Переходя к имени Радегаста, мы прямо увидим, что это название чисто славянское, хотя и трудно определить, происходит ли оно от радушного хлебосольства наших предков — рад гостям или от воинского духа редарян и померанцев — ратный гость, т. е. ратный господин, воевода, военачальник. Во всяком случае, Радегаст не есть настоящее имя славянского бога славы и войны, потому что это имя в странах, отдаленных от Ретры, совершенно нигде не встречается. В Моравии бог войны, совершенно тождественный с Радегастом, носит имя Мичислава, моравского князя, который по смерти был обоготворяем народом и заменил со временем у них первоначальное имя воинственного бога; самое имя Радегаст носит на себе несомненные признаки новизны отсутствием в нем общего закона образования всех наших языческих имен; почему нетрудно предположить, что оно по подобию моравского князя было названием простого смертного, прославившегося своею храбростью между балтийскими славянами и заменившего своим именем впоследствии имя главного бога войны.

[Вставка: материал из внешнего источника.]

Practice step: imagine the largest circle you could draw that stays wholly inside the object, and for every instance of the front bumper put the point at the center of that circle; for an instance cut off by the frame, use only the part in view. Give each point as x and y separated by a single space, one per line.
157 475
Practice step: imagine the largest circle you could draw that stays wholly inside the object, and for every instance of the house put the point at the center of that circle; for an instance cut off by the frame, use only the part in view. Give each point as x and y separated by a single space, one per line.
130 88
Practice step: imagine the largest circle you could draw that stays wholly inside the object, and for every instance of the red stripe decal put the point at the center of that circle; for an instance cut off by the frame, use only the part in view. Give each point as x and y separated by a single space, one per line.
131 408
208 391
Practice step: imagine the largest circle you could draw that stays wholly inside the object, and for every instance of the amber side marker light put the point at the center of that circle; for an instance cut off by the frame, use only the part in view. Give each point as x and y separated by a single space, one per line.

Хотя наши ученые-филологи полагают, что корень имени Перуна или Парома существовал в славянском языке, но кроме польского наречия мы его нигде не встречаем. Напротив, во всех литовско-прусских наречиях до сих пор встречаем имя древнего ромовского громовержца Перкунуста как в названии грома, так и во множестве географических имен. Так, по-литовски говорят: Perkunas musza (гром ударил), Perkunas granja (гром гремит); по-латышски Pehrkons sperr (гром ударил), Perkuhns или Pehrkons (гром), отсюда, вероятно, и польское выражение пиорун в значении громового удара. Между именами, напоминающими имя Перуна, находятся в Бранденбурге Барендорф или Парендорф, Барное или Парнов и Порниц: в Померании — Перкам, Перневиц, Першк и пр.; наконец, в Курляндской губернии близ города Либавы — село Perkuhnen, которое яснее всех прочих показывает на свой корень.